The powerful marketing tool of digital storytelling

November 30, 2016

Things to know about one of the oldest techniques

a bright glowing book floating above an open hand
Photo © Fotolia / Sergey Nivens

Image you are planning to market a new kind of blender to amateur chefs. You might focus on the technical side of things and talk about the motor’s impressively high torque, its horsepower and the virtually indestructible blades and then pack all these features into a neat factsheet. Or you could start a YouTube channel and demonstrate how this blender grinds a smartphone, a pack of steel screws or a vuvuzela into fine dust in a matter of seconds. Which format is the more memorable one with potential buyers?

Digital storytelling is looking for emotional points of view and concentrates on strategies which are much older than the printing press. The format’s strength is rooted in authenticity and a highly personal approach to retelling facts that might seem bland and boring in a “normal” context. Legends of heroes and gods, myths and fables have always managed to not only reduce their message to the very core, but to make the recipient relive the story and experience the hero’s journey in a highly emotional context. This form of storytelling is much older than commercial advertising. However, in the age of information overflow, the right emotional angle can make all the difference between adding to data smog and creating a huge viral success story.

While the tools and possibilities have multiplied thanks to digital technologies, the basic underlying dramatic rules have stayed the same throughout the ages. Digital storytelling requires a deep understanding of general dramaturgy, so digital scholars can learn a lot from the masters of this discipline, for example Robert McKee (http://mckeestory.com/).

San Francisco’s center of the same name coined the term “digital storytelling”. In his 1990 documentary “The Civil War” director Ken Burns used animated photo-zooms, a now widely applied effect in digital stories named “Ken-Burns-effect” after its inventor. He and his fellow digital storytelling pioneers did not have marketing campaigns in mind but new means of knowledge transfer, so the major part of today’s literature on storytelling is about journalism and education.

Multimedia storytelling tools

High speed internet access and new (mobile) technologies have fostered the success of online video and enable experiments with new forms of multimedia publishing. While academics usually refer to “digital storytelling” as a specific multimedia content format, marketers use the term in a more general sense.

All successful content marketing examples share a set of common characteristics: Typical advertising personas are replaced by protagonists customers can easily identify with.
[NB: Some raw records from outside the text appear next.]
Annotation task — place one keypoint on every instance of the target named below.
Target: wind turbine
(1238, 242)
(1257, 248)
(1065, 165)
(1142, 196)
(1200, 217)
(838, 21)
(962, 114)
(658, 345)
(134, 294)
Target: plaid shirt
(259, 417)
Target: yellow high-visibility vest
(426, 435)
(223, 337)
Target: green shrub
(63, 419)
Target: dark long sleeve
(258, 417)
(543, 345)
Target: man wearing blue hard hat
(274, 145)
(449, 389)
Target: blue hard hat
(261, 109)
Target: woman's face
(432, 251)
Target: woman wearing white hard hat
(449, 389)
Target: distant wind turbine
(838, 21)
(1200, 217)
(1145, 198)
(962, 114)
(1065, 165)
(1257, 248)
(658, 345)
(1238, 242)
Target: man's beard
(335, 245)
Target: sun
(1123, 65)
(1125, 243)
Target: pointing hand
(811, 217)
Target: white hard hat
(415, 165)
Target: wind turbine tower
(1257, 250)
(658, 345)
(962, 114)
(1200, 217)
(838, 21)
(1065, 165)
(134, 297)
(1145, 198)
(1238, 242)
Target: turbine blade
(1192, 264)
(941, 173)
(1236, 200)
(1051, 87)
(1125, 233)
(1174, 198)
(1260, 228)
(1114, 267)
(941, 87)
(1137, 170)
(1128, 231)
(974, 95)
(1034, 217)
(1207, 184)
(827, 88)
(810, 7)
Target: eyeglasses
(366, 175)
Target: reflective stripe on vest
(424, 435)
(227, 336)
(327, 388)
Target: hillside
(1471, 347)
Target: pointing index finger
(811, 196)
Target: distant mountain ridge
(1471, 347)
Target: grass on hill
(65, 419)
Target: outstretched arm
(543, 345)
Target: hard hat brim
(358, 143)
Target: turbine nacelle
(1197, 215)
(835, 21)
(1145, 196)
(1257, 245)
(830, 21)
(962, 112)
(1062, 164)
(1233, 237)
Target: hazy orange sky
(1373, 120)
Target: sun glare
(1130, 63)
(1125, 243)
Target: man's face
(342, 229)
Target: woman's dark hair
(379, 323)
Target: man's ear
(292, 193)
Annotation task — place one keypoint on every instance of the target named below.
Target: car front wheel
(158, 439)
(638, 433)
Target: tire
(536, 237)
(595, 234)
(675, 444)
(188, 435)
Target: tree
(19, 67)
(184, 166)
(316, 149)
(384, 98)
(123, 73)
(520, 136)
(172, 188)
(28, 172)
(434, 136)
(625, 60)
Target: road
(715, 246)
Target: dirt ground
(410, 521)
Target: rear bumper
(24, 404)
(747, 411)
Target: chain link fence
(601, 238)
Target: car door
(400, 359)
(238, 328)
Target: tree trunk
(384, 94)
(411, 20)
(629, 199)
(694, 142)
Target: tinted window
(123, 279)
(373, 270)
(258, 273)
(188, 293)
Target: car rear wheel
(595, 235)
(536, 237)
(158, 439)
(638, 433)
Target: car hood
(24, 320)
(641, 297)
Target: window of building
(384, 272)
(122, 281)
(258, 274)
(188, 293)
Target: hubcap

Instead of a slogan, there’s a happy ending, instead of a product-centered approach, the arc of suspense is leading to an intense emotional experience.

Thanks to cloud applications, digital storytelling videos do not even necessarily require any offline software tools. Online editors like the brand-new Rocketium (https://rocketium.com/) put virtually everyone in the director’s seat: Photos, videos, audio and captions are easily combined into short, shareable and mobile-friendly video clips.

Good digital storytelling does not require a special set of tools: The art form lies in moving the recipient, evoking strong emotions and positive feeling. The best digital stories are even worth being shared with one’s friends – so basically, digital storytelling and viral marketing are basically twins!

Digital storytelling examples

Let me get back to the example I mentioned in the beginning. BlendTec’s blenders are built for professional 24 hours use, yet thanks to their highly acclaimed Youtube channel “Will it blend?” an increasing number of customers spend 5 times the amount compared to a consumer-grade blender on one of these devices.

A man in a white science suit holding an iPhone above a blender
The iPhone blending video came out on the same day that smartphone was available for purchase.

Successful digital storytelling can be dead serious, too. How do you deliver 375,000 vaccines through different continents in the shortest time possible? UPS’ clip “Keeping Cool Through a Challenging Day“ tells the story of a most unusual delivery by combining short interviews, photos and animated inserts into a clip that makes an abstract topic quite tangible.

WestJet’s “Real-Time Giving Christmas Miracle has definitely made a couple of passengers very happy, but millions more have seen the story about unexpected Christmas presents: 45 million video views without a single paid ad is an impressive figure indeed.

Hyundai demonstrates how to combine digital storytelling and personalization in their campaign “A Message to Space”. Stephanie, an ISS astronaut’s daughter, has a couple of vehicles carve a message for her father into Delamar Dry Lake in Nevada. After watching the clip, viewers were offered to compile their own personalized version of the video.

Successfully charging a brand with positive emotions is neither a question of budget nor of technology: The secret lies in understanding some principles of social interaction and awakening emotions by daring to be authentic, bold and unique. Touching the very heart and soul of your customers will make your brand truly memorable.